Figuring the Senate likely has a better-than-even shot of flipping to GOP control, K Street hiring managers say they have their sights on the chamber’s top aides. And they’d like to bring them on sooner, in many cases, because they want them unfettered to push client matters on the Hill as soon as the 113th Congress convenes.
“Senior-level Senate Republican staffers will be in demand, and it’s a good time to leave now because they can sit out their ban during a period where there will not be a lot of legislative activity,” said Ivan Adler, a K Street recruiter and principal at the McCormick Group.
While operating under a lobbying ban, newly minted K Streeters can still provide behind-the-scenes counsel to clients, and they could easily take part in some of next year’s most notable activities such as fundraising and the presidential nominating conventions. But former top Senate aides are prohibited from lobbying the entire chamber for 12 months.
“There is no doubt that it is smart for firms, depending on their growth needs, to hire into the election. They are gaming it out right now,” said Alex Vogel, a former top Senate aide who is now a partner with Mehlman Vogel Castagnetti. “There is demand, real demand for senior Senate people and leadership folks in particular.”
Some of the names atop K Street’s wish list, downtown sources say, include Rohit Kumar, who is deputy chief of staff to Senate Minority Leader Mitch McConnell (Ky.); McConnell’s leadership office chief of staff, Sharon Soderstrom, who is considered unlikely to decamp for the private sector; Wally Hsueh, minority staff director on the Senate Small Business and Entrepreneurship Committee; Jon Gans, deputy chief of staff and policy director for Senate Minority Whip Jon Kyl (Ariz.); and another senior McConnell leadership aide, John Abegg.
Mark Prater, a senior Finance Committee aide for Sen. Orrin Hatch (Utah) who served as staff director for the Joint Committee on Deficit Reduction, is another potential prospect that hiring managers would like to scoop up. And Matt Sonnesyn, the former chief of staff for Sen. Lamar Alexander (R-Tenn.), is said to be, according to sources, finalizing his future plans. The staffers either declined comment or did not return calls seeking comment.
Vogel and other downtown lobbyists noted that the staffers themselves are probably less concerned about the timing of their cooling-off periods and typically will opt to leave for the private sector based on their own personal or professional timelines.
But Sheila Krumholz, executive director of the nonpartisan Center for Responsive Politics, said many Hill aides keep their K Street prospects in mind.

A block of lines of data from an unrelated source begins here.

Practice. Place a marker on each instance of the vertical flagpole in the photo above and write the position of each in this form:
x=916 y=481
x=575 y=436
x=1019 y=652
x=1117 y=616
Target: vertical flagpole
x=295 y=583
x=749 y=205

“If your plan includes K Street, there might be some mutual interest in the timing,” she said. As for the firms, associations and corporate offices looking to make hires, she added that many want to have their teams in place even before next year’s election results come in. And many already made big investments in House-connected Republicans after the 2010 midterms.
“It’s not surprising that firms might be planning ahead and trying to pick out the people they’d like to lure away now so that they’re ready to roll in January 2013,” she said.
Some top K Street executives, though, cautioned that the Hill prospects may confront a relatively down lobby marketplace, even if it is better than the overall economy.
“A lot of the firms are tightening their belts,” one lobby shop owner said. But he added that in-house corporate shops “can afford to pick up a senior staffer and let them cool for a year.”
Adler said the senior Senate aides aren’t likely to find any problems fielding top salaries from K Street employers of any type.
“I don’t think their compensation will be negatively affected by the economy,” he said. “Political Washington is in another parallel when it comes to compensation.”